You can use it to roast vegetables, for example. Unlike olive oil, vegetables roasted in lard are not soggy or greasy. They stay crisp and almost dry, with a wonderful flavor.
This surprises people because they think that lard is "greasy." It's not that greasy actually. One tablespoon of lard has approximately 6g of MFA, 5g of SFA, and 1.6g of PUFA.
If you've never had duck fat fried or roasted potatoes, you haven't had French fries. Literally. Duck fat was what people in Europe used to make the original French fries before industrial seed oils came along.
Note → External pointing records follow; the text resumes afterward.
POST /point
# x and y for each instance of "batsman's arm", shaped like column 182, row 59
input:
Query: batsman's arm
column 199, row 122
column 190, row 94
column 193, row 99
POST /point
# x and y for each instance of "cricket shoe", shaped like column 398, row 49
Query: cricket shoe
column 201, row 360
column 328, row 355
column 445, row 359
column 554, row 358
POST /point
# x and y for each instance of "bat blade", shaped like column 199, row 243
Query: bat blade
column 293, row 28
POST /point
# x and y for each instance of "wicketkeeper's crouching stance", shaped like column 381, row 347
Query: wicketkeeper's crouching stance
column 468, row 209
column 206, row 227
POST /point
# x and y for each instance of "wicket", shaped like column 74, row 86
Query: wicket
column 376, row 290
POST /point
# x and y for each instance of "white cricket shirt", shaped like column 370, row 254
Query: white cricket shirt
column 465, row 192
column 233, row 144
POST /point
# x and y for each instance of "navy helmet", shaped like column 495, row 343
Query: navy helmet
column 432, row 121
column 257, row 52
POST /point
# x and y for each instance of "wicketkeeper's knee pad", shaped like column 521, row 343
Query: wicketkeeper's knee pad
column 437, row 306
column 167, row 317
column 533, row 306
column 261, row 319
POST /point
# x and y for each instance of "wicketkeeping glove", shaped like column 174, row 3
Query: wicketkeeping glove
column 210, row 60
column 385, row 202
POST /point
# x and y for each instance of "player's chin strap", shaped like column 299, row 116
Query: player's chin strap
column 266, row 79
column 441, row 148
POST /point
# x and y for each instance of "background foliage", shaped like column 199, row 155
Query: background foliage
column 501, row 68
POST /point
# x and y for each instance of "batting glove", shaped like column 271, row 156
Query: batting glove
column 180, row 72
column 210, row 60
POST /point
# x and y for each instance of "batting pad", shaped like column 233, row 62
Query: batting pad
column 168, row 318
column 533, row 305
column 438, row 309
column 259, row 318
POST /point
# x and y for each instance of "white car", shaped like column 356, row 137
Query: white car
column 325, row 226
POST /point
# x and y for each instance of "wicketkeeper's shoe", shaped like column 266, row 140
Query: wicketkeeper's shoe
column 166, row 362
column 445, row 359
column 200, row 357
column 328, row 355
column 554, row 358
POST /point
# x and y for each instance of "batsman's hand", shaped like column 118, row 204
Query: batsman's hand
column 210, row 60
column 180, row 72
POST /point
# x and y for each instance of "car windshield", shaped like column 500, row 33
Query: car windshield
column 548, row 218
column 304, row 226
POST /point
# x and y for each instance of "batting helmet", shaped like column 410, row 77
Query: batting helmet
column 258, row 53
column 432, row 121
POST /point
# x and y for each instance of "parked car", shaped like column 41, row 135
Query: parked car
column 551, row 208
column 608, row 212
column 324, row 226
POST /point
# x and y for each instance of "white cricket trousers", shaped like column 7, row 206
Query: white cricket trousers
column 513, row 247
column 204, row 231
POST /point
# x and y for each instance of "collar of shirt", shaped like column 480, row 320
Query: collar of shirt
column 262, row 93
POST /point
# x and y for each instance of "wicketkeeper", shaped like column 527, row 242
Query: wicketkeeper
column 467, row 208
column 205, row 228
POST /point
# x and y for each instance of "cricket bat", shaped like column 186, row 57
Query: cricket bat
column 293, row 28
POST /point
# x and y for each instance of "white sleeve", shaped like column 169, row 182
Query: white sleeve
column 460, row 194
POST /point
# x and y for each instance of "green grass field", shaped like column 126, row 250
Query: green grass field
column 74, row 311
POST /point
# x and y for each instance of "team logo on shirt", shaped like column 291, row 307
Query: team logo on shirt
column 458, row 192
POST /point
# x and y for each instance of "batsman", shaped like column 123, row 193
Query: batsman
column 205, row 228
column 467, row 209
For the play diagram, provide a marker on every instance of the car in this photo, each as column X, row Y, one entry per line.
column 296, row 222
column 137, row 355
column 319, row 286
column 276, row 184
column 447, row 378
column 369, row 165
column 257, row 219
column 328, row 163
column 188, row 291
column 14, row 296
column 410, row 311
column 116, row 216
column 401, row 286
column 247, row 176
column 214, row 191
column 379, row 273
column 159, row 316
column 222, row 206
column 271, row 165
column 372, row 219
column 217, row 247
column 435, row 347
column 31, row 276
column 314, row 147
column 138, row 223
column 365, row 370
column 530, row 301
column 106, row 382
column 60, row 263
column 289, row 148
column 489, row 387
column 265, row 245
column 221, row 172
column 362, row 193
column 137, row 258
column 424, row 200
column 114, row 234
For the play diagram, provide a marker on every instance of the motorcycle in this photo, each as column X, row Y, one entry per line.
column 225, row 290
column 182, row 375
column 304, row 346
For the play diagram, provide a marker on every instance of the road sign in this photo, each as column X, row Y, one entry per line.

Once you taste the potatoes, or any vegetables, roasted or fried in duck fat, you will know why. One tablespoon of duck fat has 6g of MFA, 4g of LCSFA, and 1.6g of PUFA.
Butter or shortening has a lower smoke point than the fats listed above, making it less suitable for high heat cooking. However, it is an excellent fat to use on fish or meat in the oven, or in stews or foods simmered at lower temperatures.
Butter makes everything better. One tablespoon of butter contains 7.2 g of SFA, 2.9 g of MFA and 0.4 g of PUFA.